Joining Data From Multiple Aggregations

DTrace offers the option to process data from multiple aggregations with similar keys, for example, processing statistical data on system call latency, which is the minimum, maximum, average, and standard deviation of time spent in system calls. The printa() action enables you to print multiple aggregations, as shown in the following example.

# cat syscall-latency-stats.d
#!/usr/sbin/dtrace -qs

#pragma D option aggsortpos=2

syscall:::entry
{
        self->ts = timestamp;
}
syscall:::return
/ self->ts /
{
        this->lat = timestamp - self->ts;
        @m[probefunc] = min(this->lat);
        @M[probefunc] = max(this->lat);
        @a[probefunc] = avg(this->lat);
        self->ts = 0;
}
END
{
        printa("%-20s min: %12@d max:%12@d avg:%12@d\n", @m, @M, @a);
}#
# ./syscall-latency-stats.d
^C
[ ... ]
close             min:             19559 max:         38758 avg:         29158
schedctl          min:             36407 max:         36407 avg:         36407
write             min:              5156 max:        170056 avg:         87716
send              min:             97028 max:         97028 avg:         97028
connect           min:            169528 max:        169528 avg:        169528
lwp_cond_wait     min:             75977 max:    1001221741 avg:      47341037
read              min:              1253 max:    1000786548 avg:      55212840
lwp_park          min:              2275 max:    2000410123 avg:     521297430
pollsys           min:              2611 max:    5000232030 avg:     545102592
#

A custom consumer can use the dtrace_aggregation_walk_joined() function to process multiple aggregations similar to this DTrace script. This function has the following signature:

int dtrace_aggregate_walk_joined(dtrace_hdl_t *,
    dtrace_aggvarid_t *, int, dtrace_aggregate_walk_joined_f *, void *)

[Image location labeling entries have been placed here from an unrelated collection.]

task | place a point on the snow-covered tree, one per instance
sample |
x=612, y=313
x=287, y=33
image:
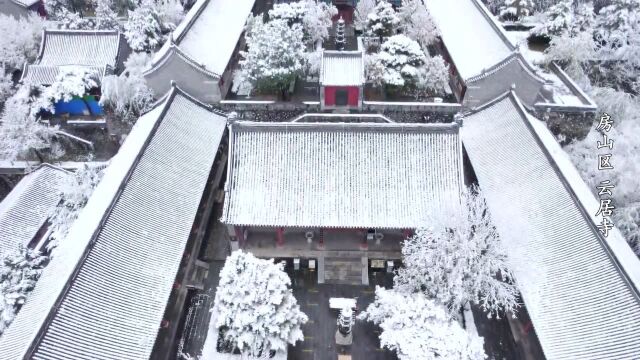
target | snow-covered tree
x=106, y=17
x=625, y=110
x=418, y=328
x=573, y=52
x=617, y=22
x=276, y=55
x=6, y=86
x=70, y=82
x=20, y=40
x=433, y=78
x=74, y=194
x=417, y=23
x=73, y=21
x=459, y=259
x=618, y=35
x=401, y=64
x=516, y=9
x=143, y=29
x=255, y=307
x=171, y=13
x=20, y=132
x=19, y=272
x=127, y=94
x=363, y=9
x=314, y=16
x=565, y=16
x=383, y=21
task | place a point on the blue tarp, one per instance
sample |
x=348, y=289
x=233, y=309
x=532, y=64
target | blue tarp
x=79, y=106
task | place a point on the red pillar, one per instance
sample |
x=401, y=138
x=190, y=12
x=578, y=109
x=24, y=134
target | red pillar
x=239, y=235
x=407, y=233
x=280, y=236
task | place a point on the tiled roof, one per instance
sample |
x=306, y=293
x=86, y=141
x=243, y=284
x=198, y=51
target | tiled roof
x=103, y=295
x=27, y=207
x=26, y=3
x=47, y=74
x=210, y=32
x=93, y=49
x=580, y=289
x=341, y=175
x=342, y=68
x=473, y=40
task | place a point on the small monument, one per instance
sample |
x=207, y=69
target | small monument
x=344, y=336
x=341, y=40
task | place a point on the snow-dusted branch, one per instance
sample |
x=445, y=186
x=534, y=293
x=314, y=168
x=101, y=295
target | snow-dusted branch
x=255, y=306
x=458, y=259
x=418, y=328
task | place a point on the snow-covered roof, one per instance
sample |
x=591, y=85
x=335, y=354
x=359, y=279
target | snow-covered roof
x=27, y=207
x=473, y=39
x=343, y=175
x=104, y=294
x=97, y=50
x=210, y=32
x=580, y=288
x=342, y=68
x=26, y=3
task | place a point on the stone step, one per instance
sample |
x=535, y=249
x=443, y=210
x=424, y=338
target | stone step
x=347, y=271
x=355, y=266
x=333, y=274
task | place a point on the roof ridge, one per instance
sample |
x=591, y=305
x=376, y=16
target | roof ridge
x=174, y=48
x=199, y=8
x=80, y=32
x=496, y=27
x=346, y=126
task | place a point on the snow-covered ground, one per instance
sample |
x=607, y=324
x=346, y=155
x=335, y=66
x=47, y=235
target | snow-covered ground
x=519, y=38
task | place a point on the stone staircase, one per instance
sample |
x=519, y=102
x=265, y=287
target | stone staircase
x=346, y=270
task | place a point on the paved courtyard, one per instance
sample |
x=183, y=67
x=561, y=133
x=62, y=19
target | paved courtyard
x=319, y=332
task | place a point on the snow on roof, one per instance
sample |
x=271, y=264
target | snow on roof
x=27, y=207
x=94, y=49
x=26, y=3
x=583, y=299
x=47, y=74
x=345, y=175
x=342, y=68
x=210, y=32
x=473, y=39
x=104, y=294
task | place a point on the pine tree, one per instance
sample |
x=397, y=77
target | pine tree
x=340, y=37
x=516, y=9
x=383, y=21
x=418, y=328
x=19, y=272
x=276, y=56
x=143, y=29
x=106, y=17
x=458, y=259
x=74, y=194
x=20, y=132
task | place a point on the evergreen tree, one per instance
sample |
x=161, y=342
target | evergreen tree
x=106, y=17
x=19, y=272
x=276, y=56
x=418, y=328
x=255, y=307
x=383, y=21
x=459, y=259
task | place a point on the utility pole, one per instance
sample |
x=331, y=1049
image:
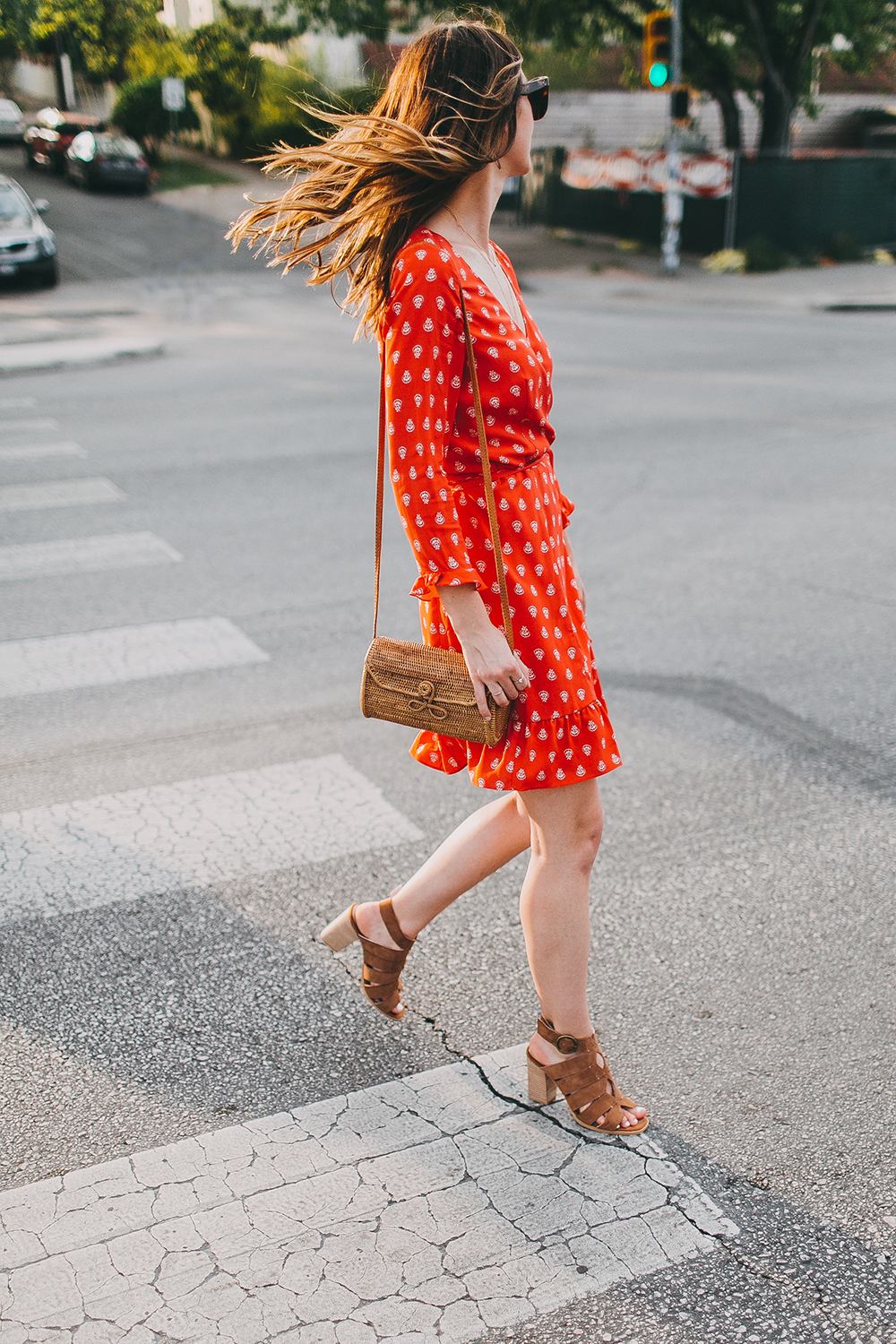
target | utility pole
x=672, y=202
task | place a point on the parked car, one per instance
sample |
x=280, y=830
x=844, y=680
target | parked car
x=107, y=159
x=47, y=140
x=27, y=246
x=11, y=121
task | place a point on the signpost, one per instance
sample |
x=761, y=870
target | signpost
x=174, y=99
x=672, y=198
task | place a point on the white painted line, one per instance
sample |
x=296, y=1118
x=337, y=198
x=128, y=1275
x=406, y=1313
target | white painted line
x=128, y=653
x=125, y=846
x=65, y=449
x=424, y=1210
x=54, y=352
x=59, y=494
x=85, y=556
x=10, y=425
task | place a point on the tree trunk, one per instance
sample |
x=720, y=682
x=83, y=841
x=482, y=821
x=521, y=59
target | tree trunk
x=777, y=116
x=729, y=116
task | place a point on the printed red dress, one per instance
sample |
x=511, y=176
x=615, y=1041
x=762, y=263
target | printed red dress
x=560, y=730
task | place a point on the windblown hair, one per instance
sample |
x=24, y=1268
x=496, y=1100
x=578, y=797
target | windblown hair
x=447, y=110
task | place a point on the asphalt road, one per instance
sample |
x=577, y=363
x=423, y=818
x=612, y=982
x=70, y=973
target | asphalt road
x=732, y=470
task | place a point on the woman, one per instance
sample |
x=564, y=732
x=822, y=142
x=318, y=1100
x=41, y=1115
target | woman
x=402, y=201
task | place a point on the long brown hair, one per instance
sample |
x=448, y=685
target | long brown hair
x=447, y=110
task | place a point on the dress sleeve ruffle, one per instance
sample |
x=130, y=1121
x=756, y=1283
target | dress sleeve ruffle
x=427, y=583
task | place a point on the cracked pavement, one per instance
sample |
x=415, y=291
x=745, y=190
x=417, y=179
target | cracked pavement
x=422, y=1209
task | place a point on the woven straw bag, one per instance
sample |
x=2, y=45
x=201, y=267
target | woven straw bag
x=418, y=685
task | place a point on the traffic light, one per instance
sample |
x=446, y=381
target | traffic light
x=656, y=65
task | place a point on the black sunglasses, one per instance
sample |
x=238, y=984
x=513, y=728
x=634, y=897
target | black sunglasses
x=538, y=91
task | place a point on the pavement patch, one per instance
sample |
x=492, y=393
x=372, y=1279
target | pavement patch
x=5, y=426
x=128, y=653
x=147, y=841
x=51, y=354
x=85, y=556
x=30, y=452
x=59, y=495
x=429, y=1209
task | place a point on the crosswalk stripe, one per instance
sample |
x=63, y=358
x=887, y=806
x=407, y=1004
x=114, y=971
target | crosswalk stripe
x=147, y=841
x=424, y=1209
x=126, y=653
x=85, y=556
x=59, y=494
x=32, y=451
x=5, y=426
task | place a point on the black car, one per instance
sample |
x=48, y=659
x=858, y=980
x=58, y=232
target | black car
x=47, y=140
x=107, y=159
x=27, y=246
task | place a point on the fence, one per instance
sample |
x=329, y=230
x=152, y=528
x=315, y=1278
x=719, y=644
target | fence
x=797, y=203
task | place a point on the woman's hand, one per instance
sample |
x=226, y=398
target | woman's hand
x=576, y=575
x=489, y=660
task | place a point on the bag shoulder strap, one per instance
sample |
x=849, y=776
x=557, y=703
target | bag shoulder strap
x=487, y=478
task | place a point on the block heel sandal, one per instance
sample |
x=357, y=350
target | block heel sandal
x=586, y=1083
x=382, y=965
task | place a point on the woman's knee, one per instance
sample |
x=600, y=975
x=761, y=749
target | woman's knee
x=589, y=836
x=575, y=843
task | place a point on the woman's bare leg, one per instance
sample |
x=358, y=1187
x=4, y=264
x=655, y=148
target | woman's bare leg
x=554, y=908
x=479, y=846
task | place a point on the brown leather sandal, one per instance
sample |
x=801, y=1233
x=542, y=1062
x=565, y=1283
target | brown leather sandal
x=382, y=965
x=586, y=1082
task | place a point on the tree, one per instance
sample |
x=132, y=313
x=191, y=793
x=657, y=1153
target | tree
x=222, y=77
x=139, y=112
x=761, y=47
x=101, y=31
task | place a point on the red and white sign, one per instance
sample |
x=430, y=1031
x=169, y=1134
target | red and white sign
x=645, y=169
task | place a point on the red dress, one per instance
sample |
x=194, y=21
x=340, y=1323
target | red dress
x=560, y=730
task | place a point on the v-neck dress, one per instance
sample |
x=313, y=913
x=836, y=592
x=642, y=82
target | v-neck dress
x=560, y=730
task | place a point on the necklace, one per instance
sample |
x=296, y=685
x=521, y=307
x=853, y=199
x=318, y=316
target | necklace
x=504, y=287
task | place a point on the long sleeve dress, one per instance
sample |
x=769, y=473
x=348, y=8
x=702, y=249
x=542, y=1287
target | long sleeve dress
x=559, y=731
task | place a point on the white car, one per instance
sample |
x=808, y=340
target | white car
x=11, y=121
x=27, y=246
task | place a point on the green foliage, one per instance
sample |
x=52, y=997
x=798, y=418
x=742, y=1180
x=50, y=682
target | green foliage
x=139, y=112
x=279, y=110
x=161, y=53
x=762, y=47
x=99, y=32
x=15, y=27
x=762, y=254
x=842, y=247
x=254, y=24
x=222, y=73
x=175, y=174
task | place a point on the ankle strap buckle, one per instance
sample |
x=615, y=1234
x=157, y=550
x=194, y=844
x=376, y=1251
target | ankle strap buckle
x=565, y=1045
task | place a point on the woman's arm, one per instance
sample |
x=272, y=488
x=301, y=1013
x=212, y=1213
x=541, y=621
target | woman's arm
x=489, y=659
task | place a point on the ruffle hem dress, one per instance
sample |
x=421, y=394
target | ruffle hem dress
x=560, y=730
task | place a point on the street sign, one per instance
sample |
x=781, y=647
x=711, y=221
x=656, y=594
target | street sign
x=174, y=96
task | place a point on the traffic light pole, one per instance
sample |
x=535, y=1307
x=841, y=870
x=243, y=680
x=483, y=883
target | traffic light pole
x=672, y=199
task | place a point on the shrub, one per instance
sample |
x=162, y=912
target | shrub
x=842, y=247
x=761, y=254
x=139, y=112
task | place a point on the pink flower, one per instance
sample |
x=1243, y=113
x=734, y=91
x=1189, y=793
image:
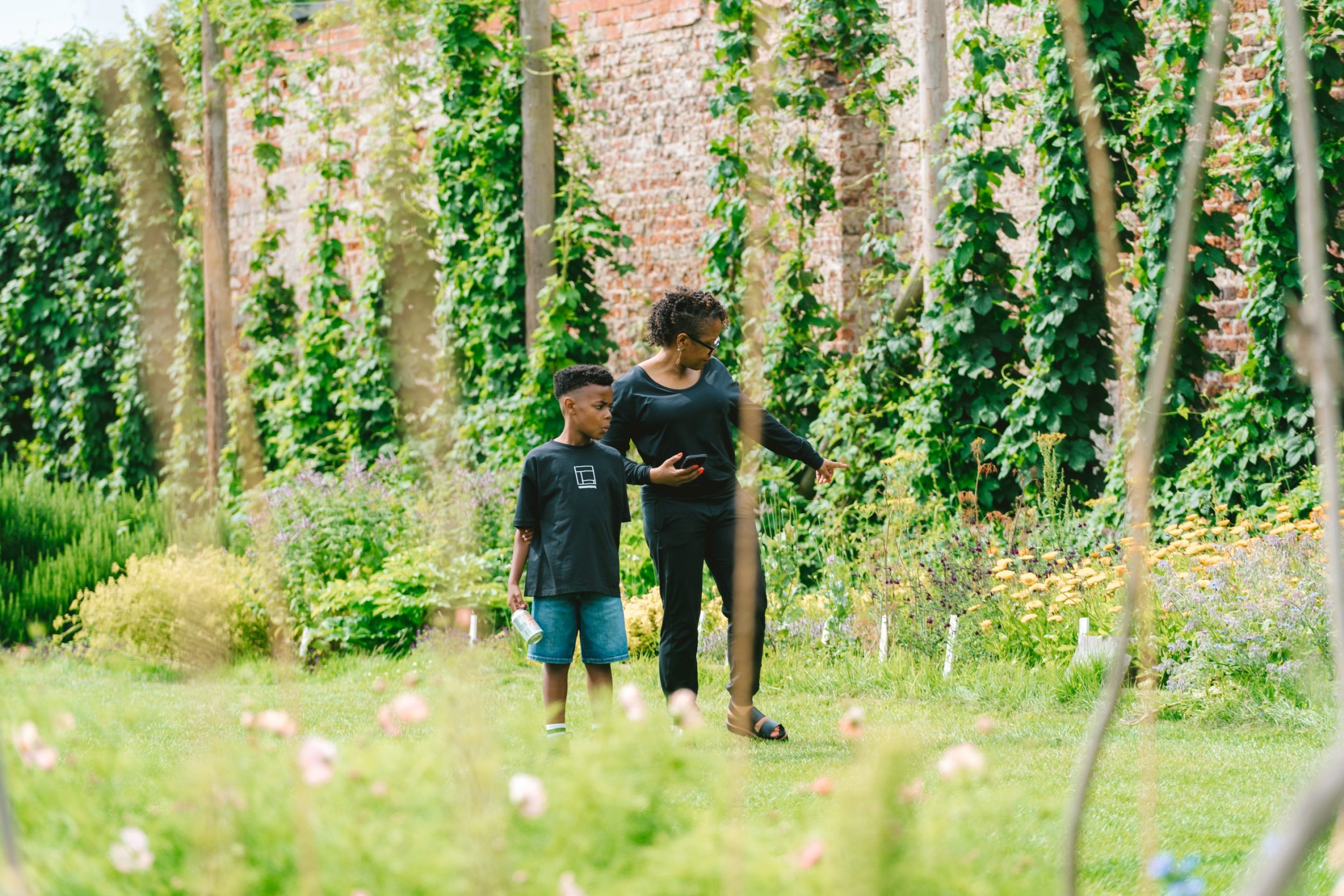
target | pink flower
x=812, y=854
x=315, y=761
x=963, y=761
x=685, y=710
x=33, y=750
x=633, y=704
x=913, y=791
x=387, y=722
x=132, y=854
x=409, y=708
x=570, y=887
x=851, y=723
x=529, y=794
x=277, y=722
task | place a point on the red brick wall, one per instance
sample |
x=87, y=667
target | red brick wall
x=651, y=131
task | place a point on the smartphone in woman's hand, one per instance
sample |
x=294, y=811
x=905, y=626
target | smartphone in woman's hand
x=691, y=460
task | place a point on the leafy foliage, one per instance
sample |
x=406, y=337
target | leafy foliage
x=973, y=329
x=1066, y=328
x=1259, y=436
x=68, y=322
x=61, y=538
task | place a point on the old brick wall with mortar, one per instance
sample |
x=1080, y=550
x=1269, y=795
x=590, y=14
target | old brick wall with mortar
x=651, y=131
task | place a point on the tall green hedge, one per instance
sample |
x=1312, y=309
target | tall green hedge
x=61, y=538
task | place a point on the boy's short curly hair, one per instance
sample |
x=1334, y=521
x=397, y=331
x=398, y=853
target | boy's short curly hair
x=580, y=375
x=682, y=311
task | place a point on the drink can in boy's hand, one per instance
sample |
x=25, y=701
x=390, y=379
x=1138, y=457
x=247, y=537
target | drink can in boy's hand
x=527, y=628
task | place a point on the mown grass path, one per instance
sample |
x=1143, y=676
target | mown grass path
x=630, y=808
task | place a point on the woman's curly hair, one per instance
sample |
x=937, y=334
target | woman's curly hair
x=682, y=311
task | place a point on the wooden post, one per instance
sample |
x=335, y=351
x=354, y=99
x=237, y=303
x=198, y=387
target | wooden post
x=932, y=19
x=538, y=154
x=214, y=250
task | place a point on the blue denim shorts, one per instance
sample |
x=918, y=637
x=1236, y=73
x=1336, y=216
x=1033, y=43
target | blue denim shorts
x=599, y=621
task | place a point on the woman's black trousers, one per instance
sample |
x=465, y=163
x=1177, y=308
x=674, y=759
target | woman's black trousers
x=683, y=536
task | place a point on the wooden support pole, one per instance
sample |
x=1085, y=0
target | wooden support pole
x=214, y=250
x=538, y=154
x=932, y=21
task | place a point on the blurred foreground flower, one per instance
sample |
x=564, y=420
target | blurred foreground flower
x=315, y=761
x=277, y=722
x=685, y=710
x=529, y=794
x=632, y=703
x=132, y=854
x=961, y=759
x=31, y=749
x=812, y=854
x=409, y=708
x=851, y=723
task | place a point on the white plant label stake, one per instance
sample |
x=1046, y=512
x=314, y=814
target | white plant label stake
x=952, y=640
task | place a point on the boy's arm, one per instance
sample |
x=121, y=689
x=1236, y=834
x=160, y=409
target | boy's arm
x=515, y=573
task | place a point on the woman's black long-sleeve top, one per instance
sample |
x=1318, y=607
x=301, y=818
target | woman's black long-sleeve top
x=697, y=420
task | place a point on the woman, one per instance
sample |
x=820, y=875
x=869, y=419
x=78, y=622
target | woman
x=679, y=404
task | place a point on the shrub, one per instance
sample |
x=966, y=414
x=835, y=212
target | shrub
x=644, y=624
x=58, y=539
x=186, y=610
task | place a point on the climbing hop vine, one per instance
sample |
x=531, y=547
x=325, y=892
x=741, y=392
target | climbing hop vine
x=259, y=68
x=1163, y=119
x=1068, y=335
x=959, y=409
x=1257, y=438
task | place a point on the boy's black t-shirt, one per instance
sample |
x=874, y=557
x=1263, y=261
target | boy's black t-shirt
x=574, y=499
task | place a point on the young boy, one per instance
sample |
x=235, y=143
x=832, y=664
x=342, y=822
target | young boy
x=572, y=504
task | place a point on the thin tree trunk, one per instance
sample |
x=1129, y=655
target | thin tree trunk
x=219, y=316
x=932, y=18
x=538, y=155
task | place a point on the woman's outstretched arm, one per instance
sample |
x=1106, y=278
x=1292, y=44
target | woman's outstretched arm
x=780, y=438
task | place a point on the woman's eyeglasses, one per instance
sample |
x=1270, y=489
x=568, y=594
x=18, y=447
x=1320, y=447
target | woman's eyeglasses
x=713, y=347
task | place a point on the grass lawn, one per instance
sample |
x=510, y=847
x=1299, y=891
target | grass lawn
x=631, y=809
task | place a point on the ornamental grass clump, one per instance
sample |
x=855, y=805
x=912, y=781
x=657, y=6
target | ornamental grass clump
x=186, y=610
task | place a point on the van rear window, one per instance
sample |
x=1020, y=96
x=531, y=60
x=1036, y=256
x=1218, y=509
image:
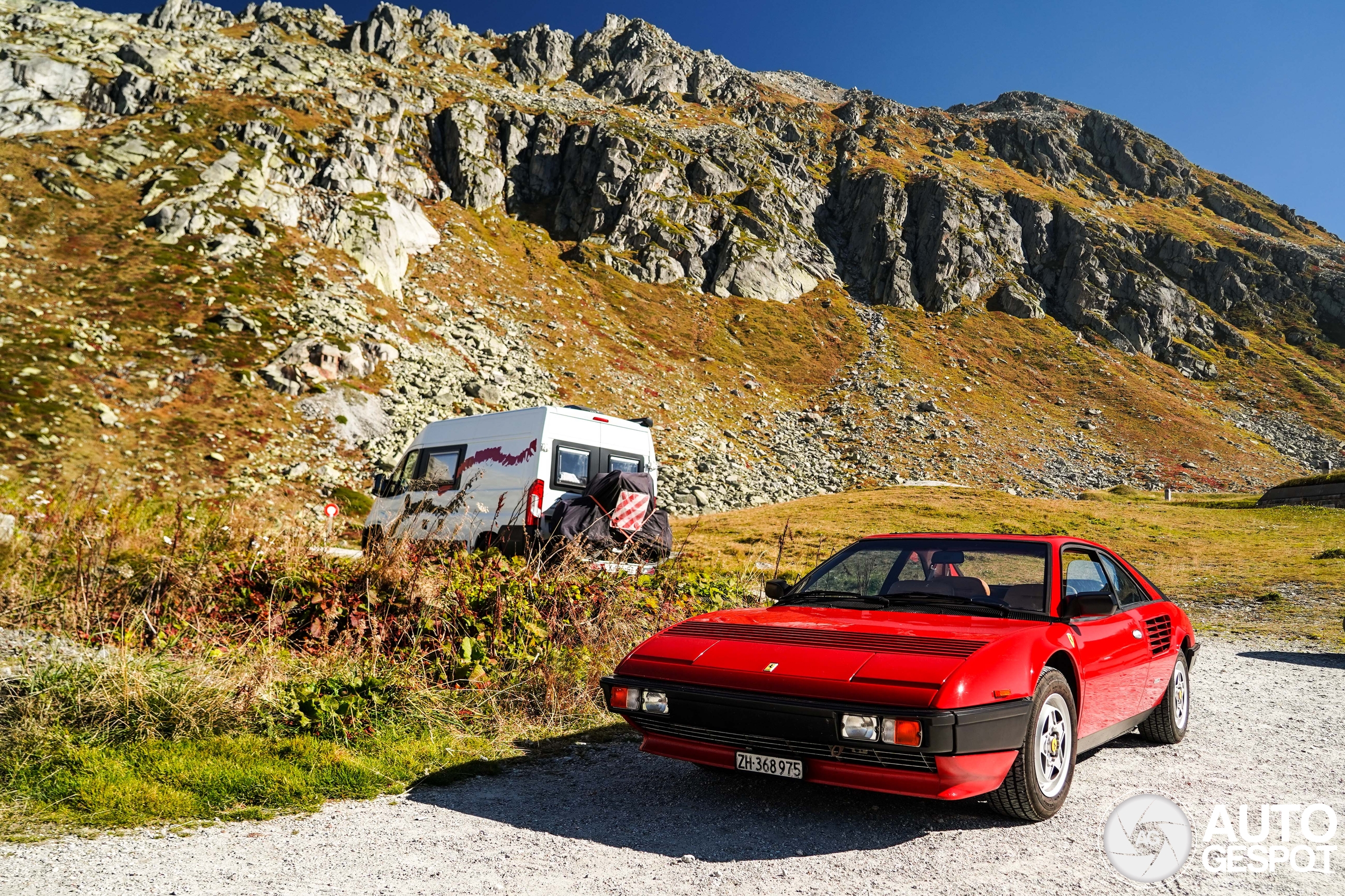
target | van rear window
x=572, y=467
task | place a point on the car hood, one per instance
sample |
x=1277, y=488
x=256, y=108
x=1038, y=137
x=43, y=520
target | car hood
x=863, y=656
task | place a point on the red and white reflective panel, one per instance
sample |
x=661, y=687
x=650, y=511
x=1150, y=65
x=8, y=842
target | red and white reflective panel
x=630, y=512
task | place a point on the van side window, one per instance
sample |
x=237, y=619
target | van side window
x=442, y=467
x=572, y=467
x=402, y=475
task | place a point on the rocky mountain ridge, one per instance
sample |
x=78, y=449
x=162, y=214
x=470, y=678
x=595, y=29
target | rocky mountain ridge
x=390, y=203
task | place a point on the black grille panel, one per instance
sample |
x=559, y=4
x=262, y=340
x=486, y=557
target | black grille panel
x=782, y=746
x=1160, y=633
x=829, y=638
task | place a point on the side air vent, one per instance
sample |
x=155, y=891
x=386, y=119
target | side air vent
x=1160, y=633
x=829, y=638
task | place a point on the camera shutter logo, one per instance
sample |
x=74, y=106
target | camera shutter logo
x=1147, y=839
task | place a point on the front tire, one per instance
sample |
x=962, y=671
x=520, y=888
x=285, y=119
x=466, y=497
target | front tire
x=1039, y=781
x=1171, y=719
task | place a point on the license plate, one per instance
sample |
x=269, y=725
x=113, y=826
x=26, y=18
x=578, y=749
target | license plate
x=770, y=765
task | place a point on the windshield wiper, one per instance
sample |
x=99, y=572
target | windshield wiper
x=934, y=597
x=849, y=595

The arguments to the dtrace_aggregate_walk_joined()function are as follows:

  • DTrace handle

  • Array of dtrace_aggvarid_t – The identifiers for the aggregations to be joined

  • Number of elements in that array – The number of aggregations to be joined

  • Function to process each entry in the aggregation

  • Private argument to be passed

The dtrace_aggregate_walk_joined() function bundles aggregations data with the values containing the same key. The specified function is called on each bundle. The function syntax is as follows:

typedef int dtrace_aggregate_walk_joined_f(const dtrace_aggdata_t **,
    const int, void *);

The arguments to the dtrace_aggregate_walk_joined_f() function are:

  • Array of dtrace_aggdata_t pointers. The bundle of data with similar values to be processed.

  • Number of elements in the bundle

  • Private argument originally passed to the dtrace_aggregate_walk_joined() function

The dtrace_aggregate_walk_joined() function is similar to the walk() function that is passed to the other aggregation walkers except that the function passes an array of pointers to aggregation data rather than a single pointer. This function processes the aggregation data from each of the elements in this array.

The following example shows the dtrace_aggregate_walk_joined() function. This function processes the data to gather statistics on system call latency and then prints the data after the data is extracted.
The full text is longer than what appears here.